Here's how the algorithm would work step-by-step:

  1. First, organize all website visits by each user, making sure the visits are in the correct order based on time.
  2. For each user, create every possible sequence of three pages they visited. For example, if someone visited A, B, C, D, you would generate the sequences ABC, BCD.
  3. Keep track of how many times each three-page sequence appears across all users.
  4. Find the sequence that appears most often. If there are ties, sort them alphabetically to pick the very first one.
  5. Return the most frequent sequence, or the first one if there's a tie.

Code Implementation

def analyze_user_website_visit_pattern(username, timestamp, website):
    user_visits = {}
    for i in range(len(username)):
        user = username[i]
        time = timestamp[i]
        webpage = website[i]
        if user not in user_visits:
            user_visits[user] = []
        user_visits[user].append((time, webpage))
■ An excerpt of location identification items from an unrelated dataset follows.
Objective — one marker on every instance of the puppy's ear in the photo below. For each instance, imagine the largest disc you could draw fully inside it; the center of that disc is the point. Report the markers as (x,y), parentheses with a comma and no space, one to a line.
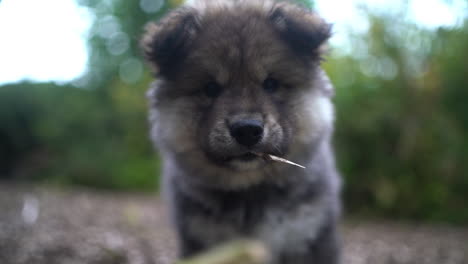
(302,29)
(166,43)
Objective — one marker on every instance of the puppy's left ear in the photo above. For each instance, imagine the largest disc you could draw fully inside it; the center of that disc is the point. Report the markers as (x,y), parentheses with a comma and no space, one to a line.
(302,29)
(167,43)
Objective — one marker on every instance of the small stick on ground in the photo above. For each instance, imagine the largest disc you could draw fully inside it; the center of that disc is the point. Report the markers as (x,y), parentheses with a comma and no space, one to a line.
(270,157)
(237,252)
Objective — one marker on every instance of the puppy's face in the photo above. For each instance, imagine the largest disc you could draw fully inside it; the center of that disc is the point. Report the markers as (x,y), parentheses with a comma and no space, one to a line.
(233,81)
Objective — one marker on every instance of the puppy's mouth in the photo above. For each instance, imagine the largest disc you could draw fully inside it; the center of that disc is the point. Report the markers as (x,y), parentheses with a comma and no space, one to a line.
(249,156)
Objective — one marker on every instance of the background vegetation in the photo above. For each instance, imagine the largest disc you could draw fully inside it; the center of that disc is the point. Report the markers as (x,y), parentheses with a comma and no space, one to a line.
(401,136)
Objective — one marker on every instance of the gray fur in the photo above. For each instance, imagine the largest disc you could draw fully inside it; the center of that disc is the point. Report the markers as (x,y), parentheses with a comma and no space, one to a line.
(214,194)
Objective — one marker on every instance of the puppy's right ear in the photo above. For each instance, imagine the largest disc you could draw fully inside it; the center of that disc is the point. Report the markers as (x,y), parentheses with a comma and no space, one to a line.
(166,43)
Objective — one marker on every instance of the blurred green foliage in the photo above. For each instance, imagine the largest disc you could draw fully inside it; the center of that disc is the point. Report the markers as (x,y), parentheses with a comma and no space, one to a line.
(402,119)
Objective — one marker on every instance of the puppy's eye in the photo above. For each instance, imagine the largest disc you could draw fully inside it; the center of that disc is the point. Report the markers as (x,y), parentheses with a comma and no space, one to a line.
(212,89)
(271,85)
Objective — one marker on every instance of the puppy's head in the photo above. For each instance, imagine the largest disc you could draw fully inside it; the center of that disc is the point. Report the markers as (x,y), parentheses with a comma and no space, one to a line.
(236,79)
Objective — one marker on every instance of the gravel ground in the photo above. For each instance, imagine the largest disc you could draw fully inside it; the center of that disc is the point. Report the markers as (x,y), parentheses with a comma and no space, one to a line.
(46,225)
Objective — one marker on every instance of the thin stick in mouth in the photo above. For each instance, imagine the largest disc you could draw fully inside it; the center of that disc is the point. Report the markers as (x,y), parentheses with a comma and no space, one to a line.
(278,159)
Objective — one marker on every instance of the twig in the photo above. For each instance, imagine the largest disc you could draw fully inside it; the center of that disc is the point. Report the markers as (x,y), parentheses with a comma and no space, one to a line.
(237,252)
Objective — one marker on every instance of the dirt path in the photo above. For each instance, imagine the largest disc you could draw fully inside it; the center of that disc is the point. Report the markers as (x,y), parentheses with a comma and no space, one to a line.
(44,225)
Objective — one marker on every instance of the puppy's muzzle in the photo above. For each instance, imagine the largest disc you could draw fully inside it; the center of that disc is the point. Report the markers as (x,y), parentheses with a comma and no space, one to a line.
(247,132)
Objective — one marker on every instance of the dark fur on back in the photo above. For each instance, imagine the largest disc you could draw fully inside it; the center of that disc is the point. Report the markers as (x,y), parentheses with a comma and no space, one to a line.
(257,62)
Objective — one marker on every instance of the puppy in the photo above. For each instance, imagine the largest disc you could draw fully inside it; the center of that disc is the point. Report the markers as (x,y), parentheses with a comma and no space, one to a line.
(235,79)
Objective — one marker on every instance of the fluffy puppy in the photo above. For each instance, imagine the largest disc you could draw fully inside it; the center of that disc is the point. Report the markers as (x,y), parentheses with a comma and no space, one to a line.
(233,80)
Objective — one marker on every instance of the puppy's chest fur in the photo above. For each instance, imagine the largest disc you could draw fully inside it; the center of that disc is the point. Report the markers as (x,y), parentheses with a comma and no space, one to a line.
(286,217)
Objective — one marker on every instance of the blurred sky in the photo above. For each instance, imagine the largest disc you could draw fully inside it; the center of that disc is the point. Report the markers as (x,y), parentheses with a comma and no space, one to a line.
(46,40)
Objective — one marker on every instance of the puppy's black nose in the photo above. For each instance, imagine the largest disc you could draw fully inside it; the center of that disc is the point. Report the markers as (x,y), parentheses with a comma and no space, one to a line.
(247,132)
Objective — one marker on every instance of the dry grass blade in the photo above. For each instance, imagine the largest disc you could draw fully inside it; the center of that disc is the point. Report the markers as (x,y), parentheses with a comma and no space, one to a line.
(278,159)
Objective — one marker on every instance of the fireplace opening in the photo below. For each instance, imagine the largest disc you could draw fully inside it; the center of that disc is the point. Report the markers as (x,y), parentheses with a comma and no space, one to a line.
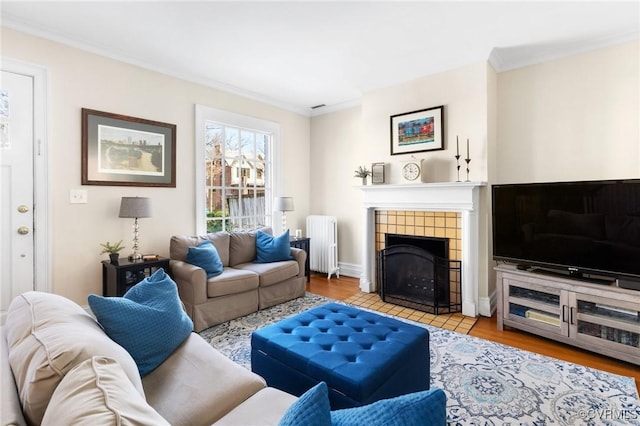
(415,272)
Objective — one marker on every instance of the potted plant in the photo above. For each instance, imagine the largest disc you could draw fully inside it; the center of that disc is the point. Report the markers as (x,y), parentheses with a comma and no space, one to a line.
(112,249)
(362,172)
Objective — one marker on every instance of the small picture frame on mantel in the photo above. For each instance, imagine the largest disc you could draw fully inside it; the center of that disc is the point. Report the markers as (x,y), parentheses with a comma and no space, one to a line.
(377,173)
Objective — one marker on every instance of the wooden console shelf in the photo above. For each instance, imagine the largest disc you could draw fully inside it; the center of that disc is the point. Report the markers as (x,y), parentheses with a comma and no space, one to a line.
(597,317)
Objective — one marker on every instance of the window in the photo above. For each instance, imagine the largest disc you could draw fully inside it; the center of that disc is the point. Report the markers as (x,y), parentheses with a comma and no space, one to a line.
(234,170)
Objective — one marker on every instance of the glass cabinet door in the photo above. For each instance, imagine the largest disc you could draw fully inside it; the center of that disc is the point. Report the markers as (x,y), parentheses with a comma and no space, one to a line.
(613,322)
(539,306)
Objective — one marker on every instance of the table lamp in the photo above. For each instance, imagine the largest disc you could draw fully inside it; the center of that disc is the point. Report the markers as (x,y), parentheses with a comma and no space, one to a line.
(135,207)
(284,204)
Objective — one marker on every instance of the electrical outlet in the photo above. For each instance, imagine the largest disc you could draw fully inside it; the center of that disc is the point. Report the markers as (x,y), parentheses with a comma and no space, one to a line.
(78,196)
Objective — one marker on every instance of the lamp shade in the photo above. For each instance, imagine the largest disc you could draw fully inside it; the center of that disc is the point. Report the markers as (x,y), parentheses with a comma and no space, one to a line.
(135,207)
(284,204)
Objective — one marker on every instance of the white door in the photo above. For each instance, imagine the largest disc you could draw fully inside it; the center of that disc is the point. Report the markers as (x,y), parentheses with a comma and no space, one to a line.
(17,142)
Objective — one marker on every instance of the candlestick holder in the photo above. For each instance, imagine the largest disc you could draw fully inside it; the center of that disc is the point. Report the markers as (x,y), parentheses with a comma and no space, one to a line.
(468,160)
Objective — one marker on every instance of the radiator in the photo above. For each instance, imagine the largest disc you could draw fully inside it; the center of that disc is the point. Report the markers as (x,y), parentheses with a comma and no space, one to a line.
(323,244)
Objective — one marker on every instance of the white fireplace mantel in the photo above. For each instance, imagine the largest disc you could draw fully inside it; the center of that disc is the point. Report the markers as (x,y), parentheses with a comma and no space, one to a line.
(447,196)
    three_sequence_counts = {}
    for user, visits in user_visits.items():
        # Sort visits chronologically for each user.
        visits.sort()
        webpages = [visit[1] for visit in visits]
        sequences = set()
        # Generate all possible three-page sequences.
        for i in range(len(webpages) - 2):
            sequence = (webpages[i], webpages[i+1], webpages[i+2])
            sequences.add(sequence)

        for sequence in sequences:
            if sequence not in three_sequence_counts:
                three_sequence_counts[sequence] = 0
            three_sequence_counts[sequence] += 1

    most_frequent_sequence = None
    max_count = 0

    #Find the sequence with the highest frequency,
    #or the smallest sequence if there are ties.
    for sequence, count in three_sequence_counts.items():
        if count > max_count:
            max_count = count
            most_frequent_sequence = sequence
        elif count == max_count:
            if sequence < most_frequent_sequence:
                most_frequent_sequence = sequence

    return list(most_frequent_sequence)

Big(O) Analysis

Time Complexity
O(N^3) – Let N be the total number of visits across all users. First, organizing visits by user involves sorting, which can take O(N log N) time, but this is dominated by subsequent steps. For each user, generating all possible three-page sequences from their visits (up to N visits in total) results in at most O(N^3) combinations. Finally, counting the frequency of each three-page sequence across all users requires iterating through these sequences, taking O(N^3) time in the worst case. Therefore, the overall time complexity is approximately O(N^3).
Space Complexity
O(N^3) – The primary space consumption arises from storing website visits organized by user and the count of three-page sequences. Organizing visits by user requires space proportional to N, where N is the total number of website visits. Generating and storing all possible three-page sequences for each user, in the worst case where a single user visits almost all N sites, requires storing combinations of size 3, leading to O(N^3) space for the count map. This count map dominates the auxiliary space usage, as it stores counts for each unique three-page sequence encountered across all users. Therefore, the overall auxiliary space complexity is O(N^3).

Edge Cases

CaseHow to Handle
Empty username, timestamp, or website arraysReturn an empty list immediately as no patterns can be formed.
Arrays of different lengthsThrow an IllegalArgumentException or return an empty list if array lengths differ.
Arrays with fewer than 3 visits by any single userIgnore users with fewer than 3 visits when generating patterns.
Large input arrays (performance concerns)Ensure the solution uses efficient data structures (e.g., HashMaps) and algorithms to handle large inputs without exceeding time limits.
Multiple patterns with the same highest similarity scoreStore all patterns with the highest score and return the lexicographically smallest one.
Timestamps not in ascending order for a given userSort the visits by timestamp for each user before generating patterns.
Users visiting the same website multiple times in a rowEnsure the pattern generation logic considers consecutive visits to the same website as part of valid 3-sequence patterns.
All users have the same visit patternsThe solution correctly identifies and returns the most frequent pattern even when all users share it.